Autor: Alfonso G. Nacianceno García
En el béisbol, desentrañar el lenguaje de las señas del rival ofrece un resquicio para marcar diferencias en la pizarra, máxime en juegos reñidos desde el primero hasta el último episodio.
Batear avisado con hombres en bases es una de esas ventajas a las que aludimos. Por ejemplo: si un corredor ancló en segunda —de frente al pedido que le hará el receptor al pitcher— le puede indicar al bateador cuál lanzamiento le tirarán.
Algo parecido acontece en la cotidianidad. Hermanadas en la historia, la crítica y la autocrítica llegan hasta nuestros días para contribuir al mejoramiento humano. Sin embargo, hoy asistimos al espectáculo de quienes batean avisados ante un auditorio donde alguien “muy servicial” le adelantó que debía autocriticarse fuerte en la reunión para esquivar el peso de la reprimenda colectiva.
Entonces, tras robarse la arrancada, el encartado tiene la opción de mostrarse honesto, profundo, armado de razones e ideas, dispuesto a corregir su gestión junto a los compañeros bajo su dirección; o apreciamos que —presumiendo un vendaval de opiniones en su contra— el señalado asume la ofensiva y descorre el telón de la farsa: se constriñe en la silla, pone cara de carnero degollado, e inicia una melopea hueca, cobijado por una imagen desdibujada casi siempre resumida en la frase: “¡yo no estoy defendiendo mi puesto!”.

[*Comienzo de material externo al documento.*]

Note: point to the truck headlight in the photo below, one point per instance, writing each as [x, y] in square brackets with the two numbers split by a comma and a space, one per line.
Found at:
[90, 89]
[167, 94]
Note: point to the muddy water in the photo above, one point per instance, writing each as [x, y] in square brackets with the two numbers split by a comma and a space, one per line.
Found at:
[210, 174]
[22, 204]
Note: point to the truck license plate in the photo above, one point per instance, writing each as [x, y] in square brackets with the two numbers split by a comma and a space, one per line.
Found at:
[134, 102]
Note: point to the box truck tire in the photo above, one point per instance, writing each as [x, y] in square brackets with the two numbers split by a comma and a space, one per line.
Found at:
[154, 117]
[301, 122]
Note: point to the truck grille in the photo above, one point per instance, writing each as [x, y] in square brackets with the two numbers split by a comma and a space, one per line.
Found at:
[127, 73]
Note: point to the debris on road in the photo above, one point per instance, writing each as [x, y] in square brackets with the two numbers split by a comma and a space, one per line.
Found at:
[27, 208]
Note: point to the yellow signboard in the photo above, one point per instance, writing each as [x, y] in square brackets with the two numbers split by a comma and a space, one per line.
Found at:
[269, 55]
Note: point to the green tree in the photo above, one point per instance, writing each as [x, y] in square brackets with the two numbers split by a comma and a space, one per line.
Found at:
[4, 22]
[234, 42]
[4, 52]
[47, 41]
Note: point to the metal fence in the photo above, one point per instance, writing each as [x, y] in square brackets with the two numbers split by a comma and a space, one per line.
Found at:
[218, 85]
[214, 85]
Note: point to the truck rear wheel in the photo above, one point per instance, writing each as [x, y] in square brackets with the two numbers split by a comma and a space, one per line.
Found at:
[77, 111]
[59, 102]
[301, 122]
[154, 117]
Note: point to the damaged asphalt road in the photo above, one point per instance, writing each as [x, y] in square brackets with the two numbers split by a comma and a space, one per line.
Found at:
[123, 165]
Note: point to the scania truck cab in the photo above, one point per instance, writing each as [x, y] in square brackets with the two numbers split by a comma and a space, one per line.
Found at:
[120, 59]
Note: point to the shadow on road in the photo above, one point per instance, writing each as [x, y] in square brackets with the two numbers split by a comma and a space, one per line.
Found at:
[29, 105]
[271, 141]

Ante esta última escenificación existen dos alternativas. O los convocados exigen profundidad y objetividad en el análisis; o escuchan inertes la apología a “mí mismo”, ya sea porque entre ellos hay intereses creados y no quieren conflictos; o porque han recibido dádivas comprometedoras que supeditan la justa opinión crítica a los designios de un jefe capaz de vajear a una parte del colectivo. Como consecuencia, allí convive el temor de ir al fondo del problema para resolverlo con la manga al codo.
No será la reiterada alabanza al buen hacer lo que enaltezca al hombre. Se prefiere a quien mirándonos a los ojos pone su mira y disparo sobre los puntos susceptibles de perfección en la obra colectiva, que aquel aprovechado —experto en lisonjear— avivado en no perderle ni pie ni pisada al jefe, casi siempre para distraer la atención, desviarla de sí, porque a derechas él no es un buen trabajador.
Desempeñarse con dedicación, entusiasmo y realismo al frente de un colectivo, velar por el rendimiento en cada jornada, atender a los problemas personales de sus integrantes, pudieran ser quizá las claves para emprender relaciones interpersonales llevaderas, pero si quienes lo dirigen entronizan inmerecidas ventajas para algunos de sus componentes —ya sea en el trato o por el otorgamiento de beneficios materiales sin sustento comprobado— ahí crecerá la discordia. La protesta no será hija de una excesiva susceptibilidad de los excluidos, sino porque en esta época, cuando se enfatiza en elevar la productividad y la producción para entonces aspirar al incremento salarial, molestan en grado sumo los reconocimientos no avalados por el esfuerzo cotidiano.
No cabe duda que cualquiera recibirá con beneplácito un elogio frente a una desaprobación de su proceder. Es humano y eleva la autoestima, pero si a menudo nos miráramos en el espejo y algún día vemos reproducida una imagen fuera de foco, existirá la posibilidad de echarle mano a la rectificación de los actos propios y de los estados de ánimo y de conciencia.
Parecerse a uno mismo, tomando muy en cuenta lo que los demás esperan de nosotros, implica practicar el rigor del autoanálisis crítico, ese sí es capaz de poner nuestra imagen en foco.